An open API service indexing awesome lists of open source software.

https://github.com/jeffthompson/word2vecandtsne

Scripts demo-ing how to train a Word2Vec model and reduce its vector space
https://github.com/jeffthompson/word2vecandtsne

gensim language machine-learning python sklearn tsne word2vec words

Last synced: about 1 year ago
JSON representation

Scripts demo-ing how to train a Word2Vec model and reduce its vector space

Awesome Lists containing this project

README

          

WORD2VEC AND TSNE
====

Word2Vec is cool. So is tsne. But trying to figure out how to train a model and reduce the vector space can feel really, really complicated. I definitely found that to be the case, so here are some Python scripts meant to document how to start using these great tools, and to make it easier for you to use Word2Vec and tsne in your projects. If you make something cool with this code, please let me know!
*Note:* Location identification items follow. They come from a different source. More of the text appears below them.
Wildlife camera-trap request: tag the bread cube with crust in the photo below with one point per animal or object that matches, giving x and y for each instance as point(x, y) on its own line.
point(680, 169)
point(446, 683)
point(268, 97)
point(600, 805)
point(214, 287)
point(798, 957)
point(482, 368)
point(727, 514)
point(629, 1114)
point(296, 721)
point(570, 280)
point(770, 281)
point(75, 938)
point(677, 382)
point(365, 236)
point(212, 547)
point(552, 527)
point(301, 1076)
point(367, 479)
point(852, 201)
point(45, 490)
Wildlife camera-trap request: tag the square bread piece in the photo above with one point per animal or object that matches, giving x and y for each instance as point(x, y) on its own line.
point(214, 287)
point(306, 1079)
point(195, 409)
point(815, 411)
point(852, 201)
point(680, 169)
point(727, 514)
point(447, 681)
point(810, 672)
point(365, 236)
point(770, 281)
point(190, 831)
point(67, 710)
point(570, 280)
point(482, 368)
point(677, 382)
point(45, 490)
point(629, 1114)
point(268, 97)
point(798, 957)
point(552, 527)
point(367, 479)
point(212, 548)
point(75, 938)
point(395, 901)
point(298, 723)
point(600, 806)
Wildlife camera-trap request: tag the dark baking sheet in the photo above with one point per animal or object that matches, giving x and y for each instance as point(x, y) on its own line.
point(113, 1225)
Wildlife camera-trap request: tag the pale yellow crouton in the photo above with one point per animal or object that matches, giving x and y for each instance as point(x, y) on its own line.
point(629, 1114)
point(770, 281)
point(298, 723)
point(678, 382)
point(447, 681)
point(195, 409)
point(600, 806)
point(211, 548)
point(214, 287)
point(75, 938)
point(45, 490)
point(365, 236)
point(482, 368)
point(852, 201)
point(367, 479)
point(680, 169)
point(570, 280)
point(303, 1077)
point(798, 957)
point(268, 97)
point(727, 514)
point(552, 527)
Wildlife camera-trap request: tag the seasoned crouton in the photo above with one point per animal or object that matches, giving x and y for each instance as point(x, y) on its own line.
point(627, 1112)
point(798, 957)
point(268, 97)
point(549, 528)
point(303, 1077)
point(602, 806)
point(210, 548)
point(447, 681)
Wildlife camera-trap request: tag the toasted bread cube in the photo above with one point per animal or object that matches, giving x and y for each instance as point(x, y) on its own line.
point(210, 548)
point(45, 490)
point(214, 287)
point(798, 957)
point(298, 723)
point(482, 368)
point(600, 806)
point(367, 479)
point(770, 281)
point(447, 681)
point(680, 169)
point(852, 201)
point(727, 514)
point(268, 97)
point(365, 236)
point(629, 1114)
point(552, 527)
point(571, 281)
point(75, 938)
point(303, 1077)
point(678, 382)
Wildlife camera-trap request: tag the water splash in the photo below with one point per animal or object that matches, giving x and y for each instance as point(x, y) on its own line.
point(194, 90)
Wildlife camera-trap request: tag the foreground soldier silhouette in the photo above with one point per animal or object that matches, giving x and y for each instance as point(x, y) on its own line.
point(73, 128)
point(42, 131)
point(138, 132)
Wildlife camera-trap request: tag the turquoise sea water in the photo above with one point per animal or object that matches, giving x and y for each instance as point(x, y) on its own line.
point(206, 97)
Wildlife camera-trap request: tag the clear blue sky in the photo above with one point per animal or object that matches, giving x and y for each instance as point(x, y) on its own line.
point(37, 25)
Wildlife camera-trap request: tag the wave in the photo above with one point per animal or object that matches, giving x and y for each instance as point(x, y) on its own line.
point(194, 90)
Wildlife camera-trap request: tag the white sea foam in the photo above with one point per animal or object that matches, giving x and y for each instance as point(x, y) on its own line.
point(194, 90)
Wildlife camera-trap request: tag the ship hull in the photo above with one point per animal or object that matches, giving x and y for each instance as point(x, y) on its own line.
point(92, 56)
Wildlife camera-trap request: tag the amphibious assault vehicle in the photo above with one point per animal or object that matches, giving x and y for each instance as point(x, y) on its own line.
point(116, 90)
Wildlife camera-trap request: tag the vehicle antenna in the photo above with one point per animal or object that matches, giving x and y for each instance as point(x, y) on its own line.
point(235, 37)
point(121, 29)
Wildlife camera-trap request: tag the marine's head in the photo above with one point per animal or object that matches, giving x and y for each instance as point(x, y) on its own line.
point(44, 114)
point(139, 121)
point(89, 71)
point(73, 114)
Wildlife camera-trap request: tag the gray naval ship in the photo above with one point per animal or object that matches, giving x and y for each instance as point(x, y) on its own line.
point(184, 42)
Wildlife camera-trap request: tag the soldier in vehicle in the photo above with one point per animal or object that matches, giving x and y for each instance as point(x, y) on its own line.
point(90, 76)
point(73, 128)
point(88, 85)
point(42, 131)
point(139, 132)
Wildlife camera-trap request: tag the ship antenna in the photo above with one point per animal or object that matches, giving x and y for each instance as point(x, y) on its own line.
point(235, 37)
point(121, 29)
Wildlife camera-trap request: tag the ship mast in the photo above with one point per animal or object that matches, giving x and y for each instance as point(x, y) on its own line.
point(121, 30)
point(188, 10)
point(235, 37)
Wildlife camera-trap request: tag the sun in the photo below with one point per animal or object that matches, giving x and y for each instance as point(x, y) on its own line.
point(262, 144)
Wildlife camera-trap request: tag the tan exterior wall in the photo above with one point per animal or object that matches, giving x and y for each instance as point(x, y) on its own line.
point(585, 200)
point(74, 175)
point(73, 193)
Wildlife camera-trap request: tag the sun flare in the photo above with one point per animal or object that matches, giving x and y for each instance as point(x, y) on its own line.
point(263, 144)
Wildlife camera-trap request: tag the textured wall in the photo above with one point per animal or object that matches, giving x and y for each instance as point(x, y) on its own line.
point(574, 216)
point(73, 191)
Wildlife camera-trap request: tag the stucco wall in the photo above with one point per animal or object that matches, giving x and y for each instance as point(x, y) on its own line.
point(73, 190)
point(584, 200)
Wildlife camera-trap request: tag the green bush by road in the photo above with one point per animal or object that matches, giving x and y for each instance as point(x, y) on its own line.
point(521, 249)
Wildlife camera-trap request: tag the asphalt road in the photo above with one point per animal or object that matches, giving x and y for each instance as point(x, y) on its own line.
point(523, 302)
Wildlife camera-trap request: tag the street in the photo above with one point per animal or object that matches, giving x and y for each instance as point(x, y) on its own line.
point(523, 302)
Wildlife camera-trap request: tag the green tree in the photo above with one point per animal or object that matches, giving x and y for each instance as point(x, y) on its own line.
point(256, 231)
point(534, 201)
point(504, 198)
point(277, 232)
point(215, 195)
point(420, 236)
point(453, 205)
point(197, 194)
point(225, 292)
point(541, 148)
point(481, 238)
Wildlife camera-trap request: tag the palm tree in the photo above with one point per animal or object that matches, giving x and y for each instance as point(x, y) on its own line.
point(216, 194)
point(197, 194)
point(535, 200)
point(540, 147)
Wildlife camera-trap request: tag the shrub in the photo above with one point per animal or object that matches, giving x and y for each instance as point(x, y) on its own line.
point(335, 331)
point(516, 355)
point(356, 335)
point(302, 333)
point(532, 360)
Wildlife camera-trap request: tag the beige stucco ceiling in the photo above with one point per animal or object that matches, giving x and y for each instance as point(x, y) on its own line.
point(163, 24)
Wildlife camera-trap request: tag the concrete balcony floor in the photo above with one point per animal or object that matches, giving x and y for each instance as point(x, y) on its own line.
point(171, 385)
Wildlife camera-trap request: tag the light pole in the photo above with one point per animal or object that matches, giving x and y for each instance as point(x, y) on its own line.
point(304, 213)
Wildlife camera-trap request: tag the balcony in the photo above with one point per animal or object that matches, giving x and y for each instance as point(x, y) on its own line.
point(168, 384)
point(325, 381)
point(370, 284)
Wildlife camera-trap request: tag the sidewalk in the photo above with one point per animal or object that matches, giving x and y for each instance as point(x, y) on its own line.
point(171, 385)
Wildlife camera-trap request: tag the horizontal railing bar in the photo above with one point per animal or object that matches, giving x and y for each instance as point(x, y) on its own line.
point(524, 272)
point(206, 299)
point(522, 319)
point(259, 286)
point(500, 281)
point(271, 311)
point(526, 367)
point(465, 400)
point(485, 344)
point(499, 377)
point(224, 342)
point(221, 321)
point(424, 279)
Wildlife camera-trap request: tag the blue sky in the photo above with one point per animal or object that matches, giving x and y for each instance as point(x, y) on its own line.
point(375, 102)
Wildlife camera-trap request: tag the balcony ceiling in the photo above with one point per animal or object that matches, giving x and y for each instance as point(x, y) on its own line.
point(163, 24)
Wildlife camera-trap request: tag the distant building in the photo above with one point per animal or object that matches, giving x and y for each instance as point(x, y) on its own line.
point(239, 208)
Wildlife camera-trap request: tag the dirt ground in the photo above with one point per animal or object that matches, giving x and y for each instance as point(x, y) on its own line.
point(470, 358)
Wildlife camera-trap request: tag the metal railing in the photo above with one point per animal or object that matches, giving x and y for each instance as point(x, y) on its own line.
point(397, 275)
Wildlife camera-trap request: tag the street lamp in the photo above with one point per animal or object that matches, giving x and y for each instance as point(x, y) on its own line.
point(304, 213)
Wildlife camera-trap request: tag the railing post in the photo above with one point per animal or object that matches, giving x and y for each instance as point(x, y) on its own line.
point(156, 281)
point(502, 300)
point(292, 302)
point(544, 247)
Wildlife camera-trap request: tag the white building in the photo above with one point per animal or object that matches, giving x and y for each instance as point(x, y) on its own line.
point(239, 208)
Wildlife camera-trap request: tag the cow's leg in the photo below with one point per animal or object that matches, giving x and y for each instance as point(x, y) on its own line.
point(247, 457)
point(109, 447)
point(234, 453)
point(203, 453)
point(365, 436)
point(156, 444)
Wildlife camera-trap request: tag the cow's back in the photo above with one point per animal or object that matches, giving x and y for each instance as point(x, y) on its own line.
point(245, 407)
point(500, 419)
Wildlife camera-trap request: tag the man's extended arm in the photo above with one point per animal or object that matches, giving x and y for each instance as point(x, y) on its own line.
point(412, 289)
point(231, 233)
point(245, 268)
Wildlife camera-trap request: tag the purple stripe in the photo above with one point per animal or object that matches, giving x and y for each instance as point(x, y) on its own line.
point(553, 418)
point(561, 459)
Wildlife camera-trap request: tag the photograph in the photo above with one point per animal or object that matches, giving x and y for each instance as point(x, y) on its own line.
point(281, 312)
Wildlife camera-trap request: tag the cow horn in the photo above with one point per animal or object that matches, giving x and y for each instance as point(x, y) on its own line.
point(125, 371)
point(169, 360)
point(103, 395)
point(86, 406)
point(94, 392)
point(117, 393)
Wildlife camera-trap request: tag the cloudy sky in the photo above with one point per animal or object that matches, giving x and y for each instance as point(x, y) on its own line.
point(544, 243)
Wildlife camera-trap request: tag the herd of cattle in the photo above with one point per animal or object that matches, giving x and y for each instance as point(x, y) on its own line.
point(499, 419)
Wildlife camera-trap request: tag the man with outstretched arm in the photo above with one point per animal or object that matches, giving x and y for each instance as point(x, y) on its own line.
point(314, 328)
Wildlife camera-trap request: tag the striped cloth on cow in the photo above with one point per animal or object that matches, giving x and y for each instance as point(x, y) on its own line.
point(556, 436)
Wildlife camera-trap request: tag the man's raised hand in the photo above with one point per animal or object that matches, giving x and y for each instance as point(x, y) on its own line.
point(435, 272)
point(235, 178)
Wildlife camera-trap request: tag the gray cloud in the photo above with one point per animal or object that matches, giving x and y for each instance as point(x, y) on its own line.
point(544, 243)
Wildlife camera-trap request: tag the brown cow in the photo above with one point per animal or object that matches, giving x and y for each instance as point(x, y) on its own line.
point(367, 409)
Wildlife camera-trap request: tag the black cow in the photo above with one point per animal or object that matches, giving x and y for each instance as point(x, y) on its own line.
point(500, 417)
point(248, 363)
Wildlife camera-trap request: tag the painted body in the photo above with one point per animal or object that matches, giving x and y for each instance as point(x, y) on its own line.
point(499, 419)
(For a more detailed tutorial on how to use these scripts, see [this blog post](http://www.jeffreythompson.org/blog/2017/02/13/using-word2vec-and-tsne/).)

## CONTENTS

* `lib/`: where you need to put `rasterfairy` and any other modules that you can't install with pip, etc
* `ModelsAndData/`: where the `50kCommonWords.txt` file is located, and where model files will be written to by default; also includes a sample trained on H.G. Wells' *Time Machine*
* `SampleOutput/`: a sample output from a Wikipedia dump (trained including parts-of-speech), reduced to 2D
* `TagTextForTraining.py`: splits a text into words, then gets their part-of-speech – useful for preserving different senses of a word
* `TrainModel.py`: first script to run, which trains a Word2Vec model on a text file
* `TsneToGrid.py`: a final optional step, uses the `rasterfairy` module to convert the tsne vector space into an even grid
* `TwoStageReduce.py`: second step, takes a Word2Vec model and reduces its vector space to N dimensions
* `VisualizeVectorSpace/`: a Processing sketch for visualizing your flattened vector space

## REQUIRED LIBRARIES
To use this code, you'll need to install some pretty hefty libraries. Luckily, they all install very easily.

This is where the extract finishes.